The 2017 Minneapolis St. Paul International Film Festival’s spotlight program is “Passages,” which will highlight “the global reality of shifting populations and politics, identity and social change.”
Today’s turbulent world offers an expansive stage to explore these themes, but in one riveting film they’re concentrated in a claustrophobic paddy wagon, where individuals indiscriminately swept up by Egyptian police reflect that country’s traumatic, and ongoing, political passage.
“Clash” takes place during Cairo’s chaos amid the 2013 military coup that ousted Egyptian President Mohammed Morsi, a member of the Muslim Brotherhood who had been democratically elected after an Arab Spring uprising toppled Hosni Mubarak, who cruelly ruled Egypt for almost 30 years.
The film is fictional but depicts all-too-real divisions still splitting Egyptian society. “Clash” begins with a reporter and photographer being beaten and then locked up, just like the many real-life journalists in jails who make Egypt “the fourth-largest prison for journalists in the world,” according to Reporters Without Borders.
Soon the cinematic paddy wagon is packed with supporters of both the Muslim Brotherhood and the military. While each detainee seems to represent a certain segment of Egyptian society, “Clash” resists turning characters into caricatures by showing divisions within the Muslim Brotherhood and amid the secularists. Even the militarists aren’t monolithic, as depicted by a Coptic cop who conceals his Christian identity after getting locked up because he humanely intervened on behalf of the prisoners.
The prisoners alternately have each other’s backs and are at each other’s throats as their clashes reflect the chronic conflict in Egypt, which like most other Arab Spring nations has turned into an enduring winter of reactionary repression. This is especially true in Syria, where President Bashar Assad’s violent reprisals have included the use of chemical weapons, sparking the U.S. missile strike on Thursday.
In “Clash,” while the film’s detainees are desperate to escape the suffocating hold as well as an uncertain fate in Egypt’s brutal prisons, at times the paddy wagon actually seems safer than the streets’ violent riots, which are the backdrop to the film’s ambiguous end.

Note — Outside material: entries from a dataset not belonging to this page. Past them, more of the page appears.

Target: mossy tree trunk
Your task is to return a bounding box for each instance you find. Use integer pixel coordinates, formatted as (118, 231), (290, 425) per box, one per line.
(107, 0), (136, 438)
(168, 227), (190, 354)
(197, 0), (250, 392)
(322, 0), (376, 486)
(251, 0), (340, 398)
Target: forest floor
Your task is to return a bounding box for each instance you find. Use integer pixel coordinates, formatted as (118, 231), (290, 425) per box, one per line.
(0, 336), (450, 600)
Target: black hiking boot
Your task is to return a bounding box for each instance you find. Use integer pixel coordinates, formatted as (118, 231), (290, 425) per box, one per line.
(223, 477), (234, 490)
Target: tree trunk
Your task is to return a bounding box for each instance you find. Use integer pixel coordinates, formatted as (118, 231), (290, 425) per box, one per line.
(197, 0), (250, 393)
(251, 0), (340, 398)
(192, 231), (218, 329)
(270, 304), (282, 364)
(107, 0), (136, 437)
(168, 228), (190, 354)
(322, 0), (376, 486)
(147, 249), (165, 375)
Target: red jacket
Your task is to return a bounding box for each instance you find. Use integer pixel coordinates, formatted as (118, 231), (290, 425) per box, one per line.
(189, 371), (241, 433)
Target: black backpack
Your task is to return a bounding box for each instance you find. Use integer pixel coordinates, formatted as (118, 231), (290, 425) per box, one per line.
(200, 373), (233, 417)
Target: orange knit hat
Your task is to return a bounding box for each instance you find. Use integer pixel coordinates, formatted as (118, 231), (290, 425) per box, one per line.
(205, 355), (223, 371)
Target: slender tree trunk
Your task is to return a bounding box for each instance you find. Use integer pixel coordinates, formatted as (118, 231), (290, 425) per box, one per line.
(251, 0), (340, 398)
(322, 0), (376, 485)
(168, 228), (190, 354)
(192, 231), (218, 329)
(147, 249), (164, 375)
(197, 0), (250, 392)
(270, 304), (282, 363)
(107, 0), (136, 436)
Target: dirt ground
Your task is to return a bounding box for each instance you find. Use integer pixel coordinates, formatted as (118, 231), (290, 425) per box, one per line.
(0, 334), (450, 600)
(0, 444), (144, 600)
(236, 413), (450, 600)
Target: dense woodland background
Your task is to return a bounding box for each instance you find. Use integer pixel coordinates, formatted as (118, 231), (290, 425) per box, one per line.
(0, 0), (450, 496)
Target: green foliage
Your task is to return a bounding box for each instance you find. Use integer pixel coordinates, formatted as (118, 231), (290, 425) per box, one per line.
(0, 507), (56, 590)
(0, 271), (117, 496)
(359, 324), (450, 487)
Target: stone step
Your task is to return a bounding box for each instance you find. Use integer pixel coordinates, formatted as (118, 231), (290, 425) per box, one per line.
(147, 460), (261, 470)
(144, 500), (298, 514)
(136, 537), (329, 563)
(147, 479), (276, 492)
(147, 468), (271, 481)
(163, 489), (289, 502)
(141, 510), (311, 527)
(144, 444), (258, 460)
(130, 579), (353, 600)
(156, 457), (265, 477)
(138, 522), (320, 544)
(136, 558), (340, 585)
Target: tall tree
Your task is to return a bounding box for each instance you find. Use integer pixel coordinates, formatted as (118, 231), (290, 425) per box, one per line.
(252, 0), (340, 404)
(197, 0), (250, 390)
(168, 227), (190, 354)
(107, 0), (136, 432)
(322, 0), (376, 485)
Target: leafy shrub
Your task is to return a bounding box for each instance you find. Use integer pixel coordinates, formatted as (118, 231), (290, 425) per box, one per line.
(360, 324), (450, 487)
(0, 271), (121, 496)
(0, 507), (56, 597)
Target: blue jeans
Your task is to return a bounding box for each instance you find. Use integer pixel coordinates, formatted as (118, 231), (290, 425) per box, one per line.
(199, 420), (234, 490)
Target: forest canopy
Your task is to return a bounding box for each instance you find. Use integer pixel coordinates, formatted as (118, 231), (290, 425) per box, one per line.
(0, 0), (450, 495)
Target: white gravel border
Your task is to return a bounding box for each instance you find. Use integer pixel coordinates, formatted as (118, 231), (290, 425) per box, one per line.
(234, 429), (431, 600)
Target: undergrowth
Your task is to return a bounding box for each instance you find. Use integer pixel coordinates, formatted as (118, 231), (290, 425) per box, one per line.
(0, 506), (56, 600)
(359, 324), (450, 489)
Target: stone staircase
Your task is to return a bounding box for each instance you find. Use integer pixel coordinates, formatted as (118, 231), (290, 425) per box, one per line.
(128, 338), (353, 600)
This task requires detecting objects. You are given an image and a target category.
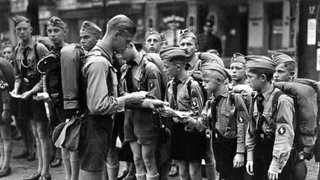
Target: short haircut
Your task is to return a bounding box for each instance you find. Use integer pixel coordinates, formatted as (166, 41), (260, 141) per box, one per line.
(107, 14), (137, 34)
(248, 68), (274, 81)
(283, 61), (296, 72)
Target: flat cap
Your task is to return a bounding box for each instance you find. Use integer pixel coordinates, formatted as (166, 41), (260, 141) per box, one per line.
(201, 60), (230, 78)
(80, 21), (101, 37)
(145, 28), (161, 41)
(198, 52), (225, 67)
(47, 16), (67, 29)
(12, 15), (30, 27)
(245, 55), (276, 70)
(270, 52), (295, 66)
(160, 47), (187, 61)
(179, 29), (197, 42)
(230, 53), (246, 64)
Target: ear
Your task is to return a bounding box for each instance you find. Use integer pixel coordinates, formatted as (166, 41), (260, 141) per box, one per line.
(112, 31), (120, 39)
(260, 74), (267, 82)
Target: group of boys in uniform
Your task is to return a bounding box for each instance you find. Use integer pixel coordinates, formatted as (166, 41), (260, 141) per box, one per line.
(0, 11), (318, 180)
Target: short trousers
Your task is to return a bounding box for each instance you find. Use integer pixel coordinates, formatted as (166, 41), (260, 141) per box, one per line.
(124, 109), (160, 145)
(79, 115), (113, 171)
(31, 100), (48, 121)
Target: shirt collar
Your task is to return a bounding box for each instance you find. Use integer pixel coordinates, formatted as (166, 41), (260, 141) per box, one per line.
(188, 56), (198, 68)
(21, 37), (36, 49)
(262, 84), (275, 100)
(133, 53), (143, 65)
(96, 40), (113, 61)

The events inspiring “Clash” continue. Egypt’s elliptical political passage was in evidence last month when Mubarak was freed from detention, and again this week at the White House, where the coup leader turned president, Abdel Fattah al-Sisi, was warmly greeted by President Trump. The U.S. president made no mention of Egypt’s heinous human rights record, which includes “unlawful killings and torture,” according to the State Department’s 2016 Report on Human Rights Practices.
“Clash” humanizes Egypt’s chaotic politics. That’s part of the goal of the film festival, said Susan Smoluchowski, executive director of the Film Society of Minneapolis St. Paul. The society organizes the film festival, which runs from April 13-29. Over the fortnight the festival will screen 350 new films (170 feature length and 180 shorts) from more than 70 countries, and “Clash” runs April 15 and April 20 at the St. Anthony Main Theatre in Minneapolis. (The Star Tribune is the presenting sponsor of the festival.)
“The stories we bring in are always universal because they are about humans,” Smoluchowski said.
“They’re stories about the human condition, and I don’t think that the human condition changes a whole lot whether you’re living in the states or living in the bombings in Syria,” she said. “That is the universality of seeing films from other cultures; you realize you are very much like that person you thought you were nothing like.”
Seeing other cultures can mean seeing ours in a different light, too, particularly in a time when walls seem more salient than bridges to many Americans.
“All of these restrictions on movement and expression seemed to be popping up, and we thought that there are ways that we can begin conversations about that through film,” Smoluchowski said.
But, she added, “I want to be realistic. I don’t think we’re going to change any of these policies right now through these films, but I think what we are going to do is to make it possible through these stories that are told in these films for people to better understand those cultures that are being dismissed or about which there is an awful lot of expression of hatred in this country sometimes, and what I think we can do through these films is bring a reality check to the community.”
This community has undergone a passage of its own in recent generations with an influx of immigrants and refugees. So the international films won’t seem foreign to some more recent arrivals. In fact, they may be a cinematic escape back home while concurrently serving as a window on the world for those raised or rooted in Minnesota.
“It really is a demonstration to this community that we are not an isolated place,” Smoluchowski said. “The festival is a demonstration of what most Minnesotans feel is a richness that is here in their community. We’re reaching out to the rest of the world and I think the festival is a demonstration of that, one of the best demonstrations around.”